“Over the last decade, Menkes has really wanted to be a leader in sustainable real estate and reduce the impact that our buildings have and improve the health and well-being of our occupants,” Menkes sustainability director Jon Douglas told Sustainable Biz Canada.
“Designing, building and managing sustainable buildings is good for business, and it’s why sustainability is woven through our operations and our developments. It’s part of everything we do.”
AeroCentre buildings are last to be certified
Five buildings constructed between 1989 and 2000 at the AeroCentre complex on Explorer Drive in Mississauga, Ont. were the last to receive LEED certifications in late March. AeroCentre V, built in 2010, was previously LEED-certified in 2015, building on its core and shell certification in 2011. LEED is a rating system that’s recognized as the international mark of excellence for green building in more than 160 countries.
AeroCentre’s six-building, 623,250-square-foot suburban office campus sits on 17 acres in Mississauga’s Airport Corporate Centre. It’s owned by Healthcare of Ontario Pension Plan and managed by Menkes.
Menkes’ sustainability initiatives at AeroCentre include: sensors to shut off lights when areas aren’t occupied; low-wattage lighting for stairwells that are constantly lit for safety purposes; green housekeeping measures; low-flow plumbing fixtures; and a smart irrigation system to conserve water.
Menkes provides a free hybrid shuttle bus service between AeroCentre and nearby transit hubs. It has installed 10 electric vehicle charging stations, preferred carpooling spots and bicycle racks. Tenants have access to an on-site, 7,000-square-foot fitness facility, change rooms, showers and lockers, and well-being programs through Menkes’ “Healthy Spaces” program.
Menkes’ commitment to sustainability
Menkes’ commitment to sustainability also shines through with its office portfolio being 100-per cent BOMA BEST-certified at either the Gold or Platinum levels. BOMA BEST is North America’s largest environmental assessment and certification program for existing buildings, with more than 5,000 obtaining a certification or re-certification.

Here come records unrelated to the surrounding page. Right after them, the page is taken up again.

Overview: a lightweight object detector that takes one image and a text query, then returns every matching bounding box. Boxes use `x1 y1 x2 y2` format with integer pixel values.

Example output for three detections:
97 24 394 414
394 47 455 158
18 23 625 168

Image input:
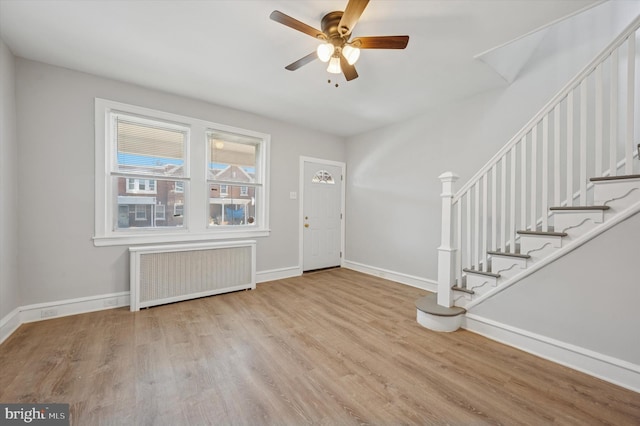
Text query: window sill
93 229 271 247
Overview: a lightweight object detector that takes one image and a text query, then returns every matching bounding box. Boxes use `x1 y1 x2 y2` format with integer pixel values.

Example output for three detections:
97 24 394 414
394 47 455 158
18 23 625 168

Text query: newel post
437 172 459 308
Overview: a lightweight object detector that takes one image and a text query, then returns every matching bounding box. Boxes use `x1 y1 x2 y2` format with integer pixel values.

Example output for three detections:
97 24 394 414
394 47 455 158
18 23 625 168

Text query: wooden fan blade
338 0 369 36
284 52 318 71
269 10 327 40
340 55 358 81
350 36 409 49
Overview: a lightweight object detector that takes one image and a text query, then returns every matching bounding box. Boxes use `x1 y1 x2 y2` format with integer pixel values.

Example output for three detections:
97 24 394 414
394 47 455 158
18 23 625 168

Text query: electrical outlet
103 299 118 307
40 309 58 318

Eighty-five per cent of Menkes’ office portfolio has received a Fitwel certification, which recognizes the optimization of a building’s health to promote its occupants’ well-being. Menkes has also achieved a five-star rating from GRESB, a global standard for benchmarking the sustainability performance of companies.
Douglas said Menkes is interested in continuous improvement and “trying to push the bar for the industry” when it comes to sustainability. The 65-year-old, privately owned, fully integrated real estate company upgrades its certifications where possible.

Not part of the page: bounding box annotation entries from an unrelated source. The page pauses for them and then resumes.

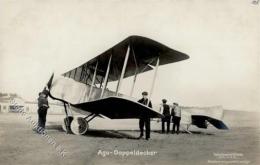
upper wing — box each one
[63,36,189,84]
[72,97,163,119]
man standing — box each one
[172,103,181,134]
[138,92,152,140]
[160,99,171,133]
[37,89,49,134]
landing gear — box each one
[62,114,97,135]
[70,117,89,135]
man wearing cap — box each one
[160,99,171,133]
[37,89,49,133]
[138,91,152,140]
[172,103,181,134]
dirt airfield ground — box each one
[0,111,260,165]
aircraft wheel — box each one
[70,117,89,135]
[61,116,73,133]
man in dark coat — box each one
[172,103,181,134]
[37,89,49,134]
[161,99,171,133]
[138,92,152,140]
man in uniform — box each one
[138,91,152,140]
[172,103,181,134]
[160,99,171,133]
[37,89,49,134]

Menkes’ 4711 Yonge Street property in Toronto, built in 1987, improved from LEED Silver to LEED Gold. Another Toronto building, 25 York Street, which opened in 2009, upgraded from LEED Gold to LEED Platinum.
“We have an overarching corporate responsibility and sustainability policy with five core beliefs that Menkes has: designing vibrant and beautiful spaces; creating healthy work environments; building sustainable workplaces; contributing to our local communities; and developing lasting connections with people,” said Douglas.
“Underpinning those are six sustainability priorities that are material to us and our stakeholders. They are energy, materials, nature, transportation, water and well-being.”
Sustainability initiatives are important in retaining tenants in existing buildings and attracting them to new ones. Douglas pointed out that they helped 25 York Street open at 95 per cent occupancy, while One York Street opened at full occupancy in 2016.
“We’re constantly building inside of Toronto and we want tenants to move into those buildings and find them desirable,” said Douglas.